Coping with Jumping Junk

In the journal Nature Communications, Prof. Saze and his collaborators announced the discovery of a cellular mechanism in the flowering plant Arabidopsis that masks the effects of transposable elements.

Genes determine and control traits by producing protein molecules. Some genes, however, do not appear to code for anything. The eukaryotic genome contains a lot of this “junk DNA”, which consist of DNA sequences that do not have a known functional role. As a matter of fact, approximately 98% of the human genome is made of junk DNA.

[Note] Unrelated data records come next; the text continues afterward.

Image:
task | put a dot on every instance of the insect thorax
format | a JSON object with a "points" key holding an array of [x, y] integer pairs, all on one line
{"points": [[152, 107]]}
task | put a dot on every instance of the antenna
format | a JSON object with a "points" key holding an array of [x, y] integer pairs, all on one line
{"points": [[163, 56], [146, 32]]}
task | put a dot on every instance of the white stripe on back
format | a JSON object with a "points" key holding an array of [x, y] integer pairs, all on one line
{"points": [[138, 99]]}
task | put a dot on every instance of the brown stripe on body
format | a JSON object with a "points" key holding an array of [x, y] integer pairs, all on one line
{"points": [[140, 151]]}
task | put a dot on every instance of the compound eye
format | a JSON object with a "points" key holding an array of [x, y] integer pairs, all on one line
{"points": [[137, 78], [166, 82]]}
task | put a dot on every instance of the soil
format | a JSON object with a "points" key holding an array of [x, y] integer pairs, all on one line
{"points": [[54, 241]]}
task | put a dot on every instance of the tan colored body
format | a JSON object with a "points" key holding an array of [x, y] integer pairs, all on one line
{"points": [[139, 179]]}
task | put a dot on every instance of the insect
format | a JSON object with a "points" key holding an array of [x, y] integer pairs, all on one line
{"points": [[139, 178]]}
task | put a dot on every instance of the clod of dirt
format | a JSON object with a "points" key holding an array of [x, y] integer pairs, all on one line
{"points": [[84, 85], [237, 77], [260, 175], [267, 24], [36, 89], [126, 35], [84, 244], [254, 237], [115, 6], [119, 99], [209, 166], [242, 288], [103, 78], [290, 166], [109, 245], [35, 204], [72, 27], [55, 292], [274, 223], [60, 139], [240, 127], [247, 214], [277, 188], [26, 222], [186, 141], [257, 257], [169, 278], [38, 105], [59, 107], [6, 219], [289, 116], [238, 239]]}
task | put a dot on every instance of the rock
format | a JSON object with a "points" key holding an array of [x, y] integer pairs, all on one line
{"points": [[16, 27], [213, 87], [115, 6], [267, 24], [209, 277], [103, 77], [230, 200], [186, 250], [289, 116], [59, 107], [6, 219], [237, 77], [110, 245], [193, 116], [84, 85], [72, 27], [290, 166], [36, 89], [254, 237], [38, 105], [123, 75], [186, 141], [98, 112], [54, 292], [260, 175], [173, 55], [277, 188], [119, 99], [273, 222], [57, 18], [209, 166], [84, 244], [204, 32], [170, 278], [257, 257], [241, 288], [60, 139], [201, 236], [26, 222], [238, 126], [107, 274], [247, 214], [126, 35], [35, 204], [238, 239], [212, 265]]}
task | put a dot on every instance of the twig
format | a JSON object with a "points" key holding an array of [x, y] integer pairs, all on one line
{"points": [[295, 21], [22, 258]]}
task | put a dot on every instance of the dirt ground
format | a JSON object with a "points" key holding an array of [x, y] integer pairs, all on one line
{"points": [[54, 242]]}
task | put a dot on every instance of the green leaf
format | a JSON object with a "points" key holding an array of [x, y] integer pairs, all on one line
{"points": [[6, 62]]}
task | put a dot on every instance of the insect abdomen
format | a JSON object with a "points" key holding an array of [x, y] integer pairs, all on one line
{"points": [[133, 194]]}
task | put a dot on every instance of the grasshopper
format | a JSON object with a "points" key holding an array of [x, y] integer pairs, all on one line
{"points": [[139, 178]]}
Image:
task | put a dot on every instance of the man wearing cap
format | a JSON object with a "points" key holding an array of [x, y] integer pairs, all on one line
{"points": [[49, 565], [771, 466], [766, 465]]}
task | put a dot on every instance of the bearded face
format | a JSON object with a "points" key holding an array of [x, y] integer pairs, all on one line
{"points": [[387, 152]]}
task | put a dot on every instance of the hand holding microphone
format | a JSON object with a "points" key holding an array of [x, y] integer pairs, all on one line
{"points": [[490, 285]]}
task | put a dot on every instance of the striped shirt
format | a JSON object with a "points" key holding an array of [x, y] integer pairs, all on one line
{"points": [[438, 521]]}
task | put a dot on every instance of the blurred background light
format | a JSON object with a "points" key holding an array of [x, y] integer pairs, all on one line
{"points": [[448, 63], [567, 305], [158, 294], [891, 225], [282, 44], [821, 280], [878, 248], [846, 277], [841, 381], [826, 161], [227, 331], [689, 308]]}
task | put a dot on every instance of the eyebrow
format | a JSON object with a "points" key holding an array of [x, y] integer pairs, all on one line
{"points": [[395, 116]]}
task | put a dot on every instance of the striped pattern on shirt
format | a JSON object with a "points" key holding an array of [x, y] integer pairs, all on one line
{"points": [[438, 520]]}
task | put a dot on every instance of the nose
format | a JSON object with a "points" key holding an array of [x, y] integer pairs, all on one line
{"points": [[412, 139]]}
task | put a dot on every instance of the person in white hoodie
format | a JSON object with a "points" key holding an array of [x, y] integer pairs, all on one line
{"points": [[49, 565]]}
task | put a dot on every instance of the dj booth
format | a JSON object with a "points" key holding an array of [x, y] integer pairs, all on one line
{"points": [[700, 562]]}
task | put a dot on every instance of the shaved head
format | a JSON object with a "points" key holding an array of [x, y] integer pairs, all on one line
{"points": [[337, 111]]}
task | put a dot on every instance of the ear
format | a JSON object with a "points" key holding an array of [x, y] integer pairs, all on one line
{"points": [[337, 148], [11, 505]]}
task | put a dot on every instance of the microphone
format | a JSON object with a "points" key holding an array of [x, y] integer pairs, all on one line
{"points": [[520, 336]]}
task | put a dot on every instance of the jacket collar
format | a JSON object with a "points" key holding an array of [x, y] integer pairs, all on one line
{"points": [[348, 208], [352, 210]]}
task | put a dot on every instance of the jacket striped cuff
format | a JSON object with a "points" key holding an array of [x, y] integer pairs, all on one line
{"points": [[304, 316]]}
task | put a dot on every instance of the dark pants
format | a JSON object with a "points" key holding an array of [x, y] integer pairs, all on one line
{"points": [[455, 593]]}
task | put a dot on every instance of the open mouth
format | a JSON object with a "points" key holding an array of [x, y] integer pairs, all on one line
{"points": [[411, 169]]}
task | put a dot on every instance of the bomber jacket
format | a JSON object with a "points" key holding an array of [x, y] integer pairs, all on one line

Where then, did all of this junk DNA come from? Much of junk DNA originates from DNA sequences called transposable elements (TE), which are also known as “jumping genes.” Unlike other DNA sequences, transposable elements jump around and insert themselves randomly in other parts of the genome. These insertions are often deleterious because they could alter gene expression in a way that induces genetic disease.

How do we suppress the deleterious effects of TEs? In a paper published on Nature Communications on August 12th, Prof. Saze of OIST's Plant Epigenetics Unit and his collaborators announced the discovery of a cellular mechanism in the flowering plant Arabidopsis that masks the effects of TEs. In particular, a protein they named IBM2 binds to TEs allowing genes to be expressed normally. 

In a normal situation, genes are transcribed into messenger RNA (mRNA), which serves as a code for producing proteins. When a TE jumps into a gene, it alters the genetic code so that the mRNA no longer codes for the original protein. To counteract this, defense mechanisms that are comparable to the immune system come to work. Molecules are added on to the intruding TE sequence so that it becomes a heterochromatin, which is an inactive region of DNA. Simply turning the TE to a heterochromatin, however, is insufficient to produce a normal mRNA since the additional molecules on the TE block mRNA synthesis. Something else has to happen in order to produce mRNA beyond the heterochromatin.

This is where the IBM2 protein comes into play. IBM2 is a protein that binds to the inactivated TE. By doing so, it places a cover over the heterochromatin. This allows the transcription machinery to ignore the TE sequence and proceed as though the TE had not inserted itself. As a result, normal mRNAs will be transcribed despite having the heterochromatin which would normally interfere with mRNA transcription.

According to Prof. Saze, having mechanisms to overcome such obstacles allows for the evolution of complex gene controls in eukaryotes. This discovery deepens the understanding of how gene control mechanisms originated.